We agree that the court properly relied upon Alwes, supra. As was stated in Choate v. Kimball, 56 Ark. 55, 19 S.W. 108 (1892), the test for determining whether items are fixtures is: (1) whether the items are annexed to the realty; (2) whether the items are appropriate and adapted to the use or purpose of that part of the realty to which the items are connected; and (3) whether the party making the annexation intended to make it permanent. Over the years our rule has not substantially changed. It is undisputed that practically all of the items were annexed to the realty although it may have been very minimal in some instances. Neither is it disputed that all of the items were appropriate for and used in the operation of a grade A dairy farm. The third test as to whether the parties intended to make the equipment permanent is not as easily determined. The Suttons did not testify. A representative of the Federal Land Bank, one of the parties to the original transaction, testified that the items were in place at the time of the mortgage and he made a note that the property was being operated as a grade A dairy. When you consider the language in the appellee’s mortgage it is quite clear that it is at least as broad as the language in Alwes, supra. Therefore, this equipment could easily become fixtures. There is no evidence in the record that these items were attached to the realty on a temporary basis or that they were held for resale or that the Suttons intended to remove the equipment if they should move or cease operation. Under these facts here in question we feel the third test has been met and the equipment became permanent fixtures. In fact, this equipment was suitable for no other purpose than to use in the operation of a dairy farm.

Although the objection was sustained as it related to the question of whether or not owners customarily removed this type of equipment from the premises, the answer was, nevertheless, included in the record. As was stated in Triumph Electric Co. v. Patterson, 211 F. 244 (C.C.A. 8th Cir. 1914):

The general rule is that the lien of a mortgage of realty embraces whatever is annexed to the land in such manner as to become, in contemplation of law, part and parcel thereof. This includes not alone buildings and structure, but likewise machinery which forms an integral part of the same, and is designed, adapted and intended for permanent use therein, with a view to the purpose for which they are employed. This is true in the absence of special local custom to the contrary, although such machinery may be susceptible of removal and installation elsewhere, and although in the structure other similar machinery might be substituted for it.
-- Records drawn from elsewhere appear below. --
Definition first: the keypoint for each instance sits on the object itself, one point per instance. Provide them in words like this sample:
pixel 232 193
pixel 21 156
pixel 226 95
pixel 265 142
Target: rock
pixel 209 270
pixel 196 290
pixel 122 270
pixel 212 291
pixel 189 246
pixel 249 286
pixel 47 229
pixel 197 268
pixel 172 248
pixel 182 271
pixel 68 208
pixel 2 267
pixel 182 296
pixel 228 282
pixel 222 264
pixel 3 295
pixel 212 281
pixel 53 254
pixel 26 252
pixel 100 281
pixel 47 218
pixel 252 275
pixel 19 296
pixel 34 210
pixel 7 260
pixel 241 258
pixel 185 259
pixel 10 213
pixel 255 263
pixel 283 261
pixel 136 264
Whether or not the owner of the equipment, after attaching it to realty, subsequently decided to remove it is not the controlling factor. One might remove a porch from his residence although it was built for the purpose of serving the residence. Many houses are placed upon land by the use of blocks or pillars and it is not a great problem to remove the entire house with modern equipment. Nevertheless, there can be no question but that the house or porch was attached and became part of the realty.

For the reasons above stated, we feel the judgment of the trial court should be affirmed.

Affirmed.

We agree. Harris, C.J., and Byrd and Holt, JJ.